O Pietismo foi reabsorvido pela Igreja Luterana e a ortodoxia tornou-se suscetível ao pensamento e sentimento pietistas. Esta mudança no Pietismo foi essencialmente auxiliada pelo facto de que a Igreja Luterana dava cada vez mais o devido reconhecimento à benevolência prática, principalmente nas missões. No entanto, uma vez que o Pietismo deu atenção especial desde o início a esse espírito de missão, as atitudes alteradas da ortodoxia em relação ao movimento foram um tributo notório à sua capacidade de reter o essencial na sua posição missionária. À medida que a Igreja desenvolveu um interesse crescente em missões no exterior, como no interior da Alemanha, assistiu-se a um aumento marcante na influência do Pietismo e na confiança demonstrada nos círculos ortodoxos em relação a ele.

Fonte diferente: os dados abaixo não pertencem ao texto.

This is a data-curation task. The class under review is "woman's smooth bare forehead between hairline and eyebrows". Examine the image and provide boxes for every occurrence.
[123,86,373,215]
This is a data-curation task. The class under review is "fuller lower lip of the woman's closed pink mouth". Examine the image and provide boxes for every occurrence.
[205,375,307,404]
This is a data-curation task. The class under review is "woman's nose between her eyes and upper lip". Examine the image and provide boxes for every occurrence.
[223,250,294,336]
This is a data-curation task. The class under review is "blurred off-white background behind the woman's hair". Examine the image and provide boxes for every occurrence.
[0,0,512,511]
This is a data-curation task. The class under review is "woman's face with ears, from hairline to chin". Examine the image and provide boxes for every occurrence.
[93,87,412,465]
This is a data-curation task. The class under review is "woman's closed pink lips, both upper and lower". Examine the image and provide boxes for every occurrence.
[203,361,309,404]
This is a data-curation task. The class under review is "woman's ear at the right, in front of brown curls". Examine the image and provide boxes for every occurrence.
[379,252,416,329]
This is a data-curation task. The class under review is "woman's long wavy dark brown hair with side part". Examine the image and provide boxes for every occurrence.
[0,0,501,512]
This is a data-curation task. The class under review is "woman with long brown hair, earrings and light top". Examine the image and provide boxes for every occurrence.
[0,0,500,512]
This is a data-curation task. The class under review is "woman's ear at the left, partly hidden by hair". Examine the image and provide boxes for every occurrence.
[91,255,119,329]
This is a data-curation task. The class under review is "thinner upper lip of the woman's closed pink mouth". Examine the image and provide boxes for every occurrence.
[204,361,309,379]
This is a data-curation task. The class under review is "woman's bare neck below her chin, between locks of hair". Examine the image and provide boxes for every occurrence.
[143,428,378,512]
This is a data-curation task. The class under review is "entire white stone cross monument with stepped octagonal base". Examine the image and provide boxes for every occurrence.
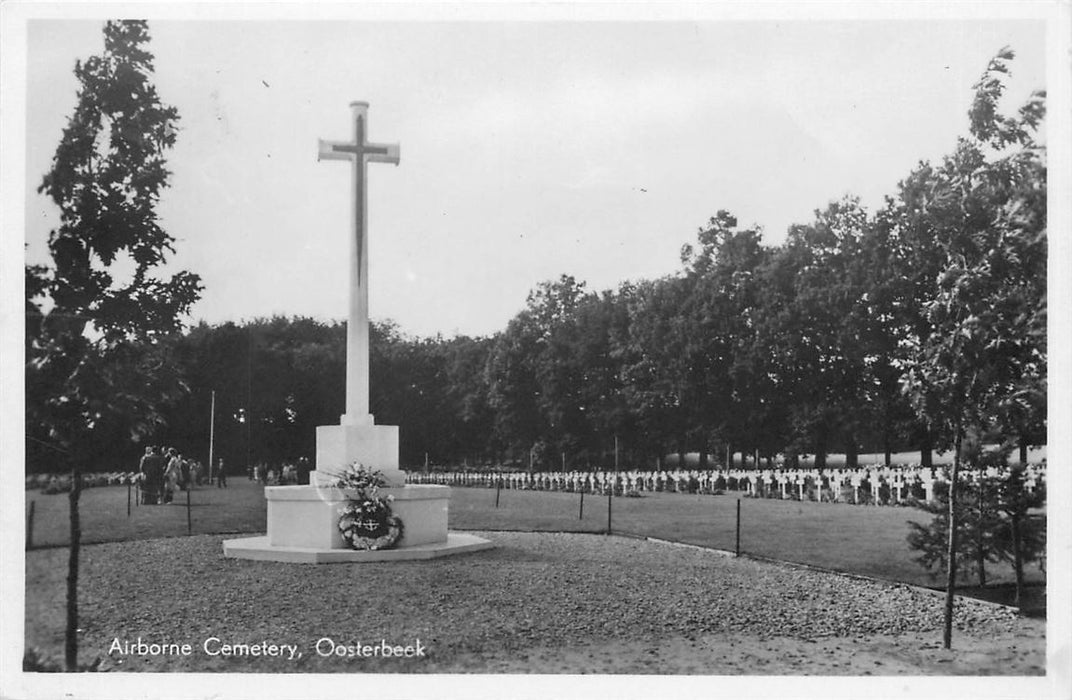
[223,102,492,564]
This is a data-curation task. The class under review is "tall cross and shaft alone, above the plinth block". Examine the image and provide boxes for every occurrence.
[316,102,399,425]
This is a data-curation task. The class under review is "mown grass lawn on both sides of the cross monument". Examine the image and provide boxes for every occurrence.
[26,478,1045,607]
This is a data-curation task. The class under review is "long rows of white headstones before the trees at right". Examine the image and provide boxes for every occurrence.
[407,464,1045,505]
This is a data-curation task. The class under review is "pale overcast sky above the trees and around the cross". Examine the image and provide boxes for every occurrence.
[18,5,1045,336]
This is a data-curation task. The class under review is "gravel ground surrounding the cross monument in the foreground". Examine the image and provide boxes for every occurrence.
[26,532,1045,675]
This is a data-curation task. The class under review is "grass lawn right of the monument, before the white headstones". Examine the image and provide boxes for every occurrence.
[450,489,1045,586]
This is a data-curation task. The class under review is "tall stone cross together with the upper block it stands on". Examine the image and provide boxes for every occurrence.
[311,102,404,486]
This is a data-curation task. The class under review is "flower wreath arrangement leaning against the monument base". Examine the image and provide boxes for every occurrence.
[334,463,403,550]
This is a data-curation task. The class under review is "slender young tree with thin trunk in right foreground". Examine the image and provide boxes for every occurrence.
[904,49,1046,647]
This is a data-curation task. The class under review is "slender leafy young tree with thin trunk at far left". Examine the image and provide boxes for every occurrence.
[27,21,200,671]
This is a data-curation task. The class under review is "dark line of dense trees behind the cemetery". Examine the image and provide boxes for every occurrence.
[29,51,1046,480]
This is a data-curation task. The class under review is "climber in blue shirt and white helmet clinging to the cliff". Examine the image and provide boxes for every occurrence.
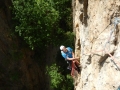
[60,45,80,72]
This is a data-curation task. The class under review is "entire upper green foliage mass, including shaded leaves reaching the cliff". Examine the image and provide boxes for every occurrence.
[13,0,72,49]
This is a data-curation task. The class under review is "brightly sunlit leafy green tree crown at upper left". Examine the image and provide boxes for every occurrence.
[13,0,58,49]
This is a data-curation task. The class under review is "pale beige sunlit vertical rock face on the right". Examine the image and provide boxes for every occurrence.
[72,0,120,90]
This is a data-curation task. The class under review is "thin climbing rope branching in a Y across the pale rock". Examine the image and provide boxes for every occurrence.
[85,17,120,70]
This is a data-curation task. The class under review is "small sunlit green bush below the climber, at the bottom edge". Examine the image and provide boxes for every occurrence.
[47,64,73,90]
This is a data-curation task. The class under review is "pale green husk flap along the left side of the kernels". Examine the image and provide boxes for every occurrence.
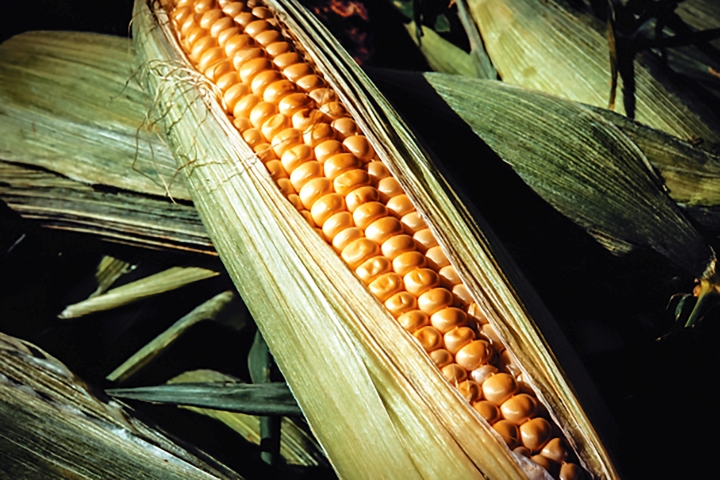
[133,3,500,478]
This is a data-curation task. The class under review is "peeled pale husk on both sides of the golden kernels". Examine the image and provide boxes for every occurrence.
[133,0,616,479]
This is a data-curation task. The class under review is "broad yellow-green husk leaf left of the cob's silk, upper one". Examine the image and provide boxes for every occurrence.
[0,32,189,199]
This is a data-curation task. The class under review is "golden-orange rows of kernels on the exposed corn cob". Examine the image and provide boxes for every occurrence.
[159,0,583,479]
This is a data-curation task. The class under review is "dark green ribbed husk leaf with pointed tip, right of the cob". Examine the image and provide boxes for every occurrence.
[388,73,720,276]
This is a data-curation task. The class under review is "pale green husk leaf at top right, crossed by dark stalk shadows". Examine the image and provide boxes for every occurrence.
[469,0,720,149]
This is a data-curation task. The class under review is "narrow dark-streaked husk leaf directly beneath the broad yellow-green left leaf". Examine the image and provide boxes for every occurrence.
[0,159,215,255]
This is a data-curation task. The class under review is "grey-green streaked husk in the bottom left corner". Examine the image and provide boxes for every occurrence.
[0,333,241,480]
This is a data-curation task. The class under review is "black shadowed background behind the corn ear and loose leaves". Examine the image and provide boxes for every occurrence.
[0,0,720,478]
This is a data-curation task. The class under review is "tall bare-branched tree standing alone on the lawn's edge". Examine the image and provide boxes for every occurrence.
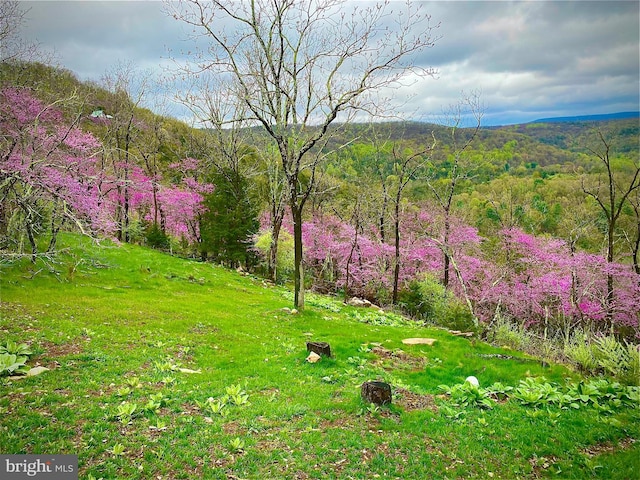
[167,0,434,309]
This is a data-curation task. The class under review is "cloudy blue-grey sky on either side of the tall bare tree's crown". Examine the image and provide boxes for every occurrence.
[13,0,640,126]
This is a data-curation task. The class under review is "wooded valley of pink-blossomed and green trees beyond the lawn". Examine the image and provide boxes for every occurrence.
[0,62,640,352]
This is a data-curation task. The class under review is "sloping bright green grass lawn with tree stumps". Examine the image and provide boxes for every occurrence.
[0,235,640,479]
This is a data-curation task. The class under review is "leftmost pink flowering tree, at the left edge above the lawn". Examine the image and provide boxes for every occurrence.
[0,88,114,261]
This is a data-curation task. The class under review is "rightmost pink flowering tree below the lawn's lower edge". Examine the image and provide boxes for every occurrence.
[483,228,640,338]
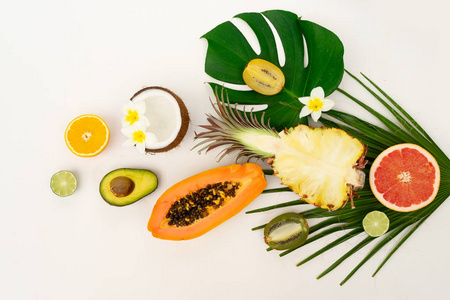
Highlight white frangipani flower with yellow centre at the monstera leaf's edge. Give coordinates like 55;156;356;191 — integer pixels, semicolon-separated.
298;86;334;122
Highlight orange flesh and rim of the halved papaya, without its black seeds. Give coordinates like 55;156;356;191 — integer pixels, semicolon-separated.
147;163;267;240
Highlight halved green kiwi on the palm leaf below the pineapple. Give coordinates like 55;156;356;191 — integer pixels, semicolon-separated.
264;213;309;250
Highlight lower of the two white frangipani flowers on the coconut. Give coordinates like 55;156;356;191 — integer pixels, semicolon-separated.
122;120;158;154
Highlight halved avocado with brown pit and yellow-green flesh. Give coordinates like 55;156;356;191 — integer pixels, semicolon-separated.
100;168;158;206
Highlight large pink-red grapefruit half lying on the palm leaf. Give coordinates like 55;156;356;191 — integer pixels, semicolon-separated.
369;144;440;212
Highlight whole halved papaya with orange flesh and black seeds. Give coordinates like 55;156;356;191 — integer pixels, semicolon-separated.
147;163;267;240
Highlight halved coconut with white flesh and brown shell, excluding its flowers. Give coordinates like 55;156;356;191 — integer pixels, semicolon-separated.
130;86;189;153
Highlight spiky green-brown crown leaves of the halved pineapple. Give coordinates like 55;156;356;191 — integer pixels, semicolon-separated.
193;87;278;161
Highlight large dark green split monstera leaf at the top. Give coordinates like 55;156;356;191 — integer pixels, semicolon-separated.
203;10;344;130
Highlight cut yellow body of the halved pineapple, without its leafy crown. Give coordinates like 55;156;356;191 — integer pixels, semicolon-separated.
272;125;364;210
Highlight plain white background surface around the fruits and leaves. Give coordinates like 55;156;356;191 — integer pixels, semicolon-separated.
0;0;450;300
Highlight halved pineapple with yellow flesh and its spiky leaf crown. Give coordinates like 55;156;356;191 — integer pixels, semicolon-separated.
195;92;365;210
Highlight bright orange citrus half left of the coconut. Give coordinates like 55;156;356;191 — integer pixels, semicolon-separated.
65;115;109;157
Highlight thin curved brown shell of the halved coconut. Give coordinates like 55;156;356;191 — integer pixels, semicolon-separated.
130;86;190;154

O Pietismo tornou-se num fenómeno com muitos elementos heterogéneos, com variações regionais e temporais, diferenciando-se, por exemplo, entre o campo e a cidade. Além do trabalho missionário, o Pietismo foi um factor importante no renascimento religioso na Alemanha nos alvores do Século XIX, embora não fosse a única causa desse movimento. A ampliação da sua esfera de actividade e a aproximação com a Igreja do Estado, fez com que o Pietismo galgasse os limites dos conventículos. Por outro lado, essa tendência inata para os pequenos círculos, que o isolam de qualquer compreensão da riqueza da vida intelectual, nacional e cultural, impediu-o de ser um grande movimento popular. Também se sectarizou, de certa forma, ou cedeu à formação de facções, além de mostrar também intolerância, por vezes, em relação a opiniões diferentes. O Pietismo estava para durar, como está, aliás, nos tempos de hoje, com maior influência do que se possa imaginar.